What do the music of Beethoven and Kanye West have in common? “Not Much!” would be a typical reply. What does modern day rap have to do with Beethoven?

Or, ask most high school students to trade in their favorite pop band for Mozart and you might get laughed out of the classroom as they claim that classical music has no relevance to today’s music.

However, I argue that each generation of musicians believes that they are creating innovative music, when in fact, they are regurgitating the foundations of classical music established by classical composers. Follow me from classical times to the modern day while I focus on these two foundations: chord progressions and keys of music (examples being A minor, C major, etc.) and show how they’re applied.

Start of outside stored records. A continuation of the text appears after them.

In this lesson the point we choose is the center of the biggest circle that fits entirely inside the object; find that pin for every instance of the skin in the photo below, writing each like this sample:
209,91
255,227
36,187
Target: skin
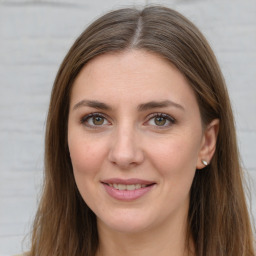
128,142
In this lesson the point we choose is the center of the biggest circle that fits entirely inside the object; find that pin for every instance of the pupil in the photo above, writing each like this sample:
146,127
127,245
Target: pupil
160,121
98,120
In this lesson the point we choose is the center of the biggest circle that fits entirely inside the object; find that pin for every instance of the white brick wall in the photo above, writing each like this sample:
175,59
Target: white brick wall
34,37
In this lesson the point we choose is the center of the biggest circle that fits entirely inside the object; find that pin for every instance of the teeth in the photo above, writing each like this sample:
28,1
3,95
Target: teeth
127,187
121,186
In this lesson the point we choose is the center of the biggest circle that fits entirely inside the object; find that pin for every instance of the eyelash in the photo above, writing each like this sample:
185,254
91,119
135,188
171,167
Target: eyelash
84,120
162,115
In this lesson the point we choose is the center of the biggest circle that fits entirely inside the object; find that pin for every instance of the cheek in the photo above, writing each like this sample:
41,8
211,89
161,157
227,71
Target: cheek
175,159
86,155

So what are chord progressions and keys of music? Music Theory Instructor Ian Temple defines a chord progression as “just any succession of musical chords, which themselves are groupings of two or more different notes typically played simultaneously.” (Soundfly team, Flypaper) In most western music most chord progressions have a tonic (the focus of the melody) and a dominant (the note in a chord progression that leads to a tonic). Keys of music are the scales in which the music revolves.

A legendary mathematician Pythagoras discovered that notes with a whole number ratio while sound harmonized while notes with a non-whole number ratio would give off a dissonant sound. Pythagoras created the first 12 note chromatic scale. The scale revolves around perfect 5ths tuned  in the ratio 3:2. Most modern pop music today still uses Pythagoras’s scale to create that famed catchy 4 chord progression ( I–V–vi–IV).